# Calc1.86

Derive the formula for the area of a circle with arbitrary radius r.

Moving a cirlce does not change its area so let us position this circle so that its center is at the point $(0,0)$. Then the equation for this circle is

$x^{2}+y^{2}=r^{2}\,$

In finding the area of this circle, we will use symmetry. If we find the area of the portion in the first quadrant and multiply this by 4, we have the area of the whole circle. The equation of the upper half of the circle is given by solving for y and taking only the positive square root,

$y={\sqrt {r^{2}-x^{2}}}$

Thus, the area of this circle is given by 4 times the integral of this function while integrating over the x-values for the first quadrant.

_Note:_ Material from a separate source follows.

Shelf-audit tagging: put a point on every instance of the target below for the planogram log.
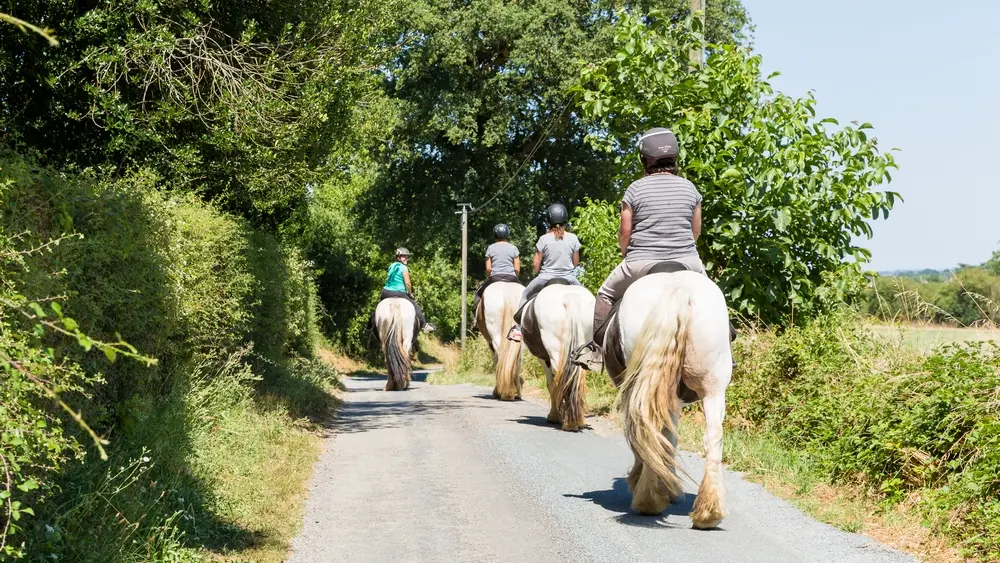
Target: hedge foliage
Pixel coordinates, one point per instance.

$A=4\int _{{0}}^{{r}}{\sqrt {r^{2}-x^{2}}}\,dx\,$

This integral can be done by trig substitution. Let

$x=r\sin \theta \,$

$dx=r\cos \theta \,d\theta \,$

Substituting gives

$A=4\int _{{x=0}}^{{x=r}}{\sqrt {r^{2}-r^{2}\sin ^{2}\theta }}(r\cos \theta )\,d\theta =4\int _{{x=0}}^{{x=r}}r^{2}\cos ^{2}\theta \,d\theta =4r^{2}\int _{{x=0}}^{{x=r}}{\frac {1+\cos(2\theta )}{2}}\,d\theta =2r^{2}{\bigg [}\theta +{\frac {1}{2}}\sin(2\theta ){\bigg ]}_{{x=0}}^{{x=r}}=2r^{2}{\bigg [}\theta +\sin \theta \cos \theta {\bigg ]}_{{x=0}}^{{x=r}}\,$

Now, substituting back in to get the expression in terms of x gives

$A=2r^{2}{\bigg [}\arcsin {\frac {x}{r}}+{\frac {x}{r}}{\frac {{\sqrt {r^{2}-x^{2}}}}{r}}{\bigg ]}_{{0}}^{{r}}=2r^{2}\left[{\frac {\pi }{2}}+0-(0+0)\right]=\pi r^{2}\,$

This, of course is the formula we expected to get. For an arbitrary circle with radius r, the area is given by $\pi r^{2}$. The formula for this shape and many others can be found using calculus.